Not only that, but this spurious news organization tried to wreck Bateman's career by attempting to stop his academic research and then the publishing of his book. More lately, this fraudulent excuse for journalism had an article out yesterday that neglected to give the state country or any relevant details about the woman who had three dead fetuses in her refrigerator! Whatever happened to who, what, when, where, etc.?
More serious, the Iraqi government and the U.S. Army have long warned the AP about
its use of "spokesmen" who don't exist. Indeed this time it appears that there is no such officer in the Iraqi police force in Baghdad. More, they could find no evidence of such an attack (though they did see that one mosque had been hit with some gasoline and had some smoke and scorching damage in the entryway).
Did the AP retract or reinvestigate? Nah. Instead, in a follow-up story a few days later, it simply noted the old (2005) news about efforts to plant Coalition press releases in the Iraqi media, accused the Iraqis of censorship and claimed that it had found three more (anonymous, naturally) witnesses. In effect, AP said that, no matter what the Iraqi police headquarters said, Hussein is one of its spokesmen after all.

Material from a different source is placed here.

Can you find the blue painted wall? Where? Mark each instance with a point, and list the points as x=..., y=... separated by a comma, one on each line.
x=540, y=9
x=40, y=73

Bizarrely, it seems that not even Iraqi Sunni politicians believe the AP story; even the radical Association of Muslim Scholars hasn't embraced the account. But we here are supposed to anyway. After all, AP doesn't make mistakes.
The AP has a number of executives, including Kathleen Carroll, who are simply giving disinformation and false sourcing in their stories. For that, the CSJ, whose students nowadays cheat on take-home ethics exams to practice for their Pulitzer scams, are predictably taking notes on just how to Mau-mau the flak-catchers, Kathleen Carroll style.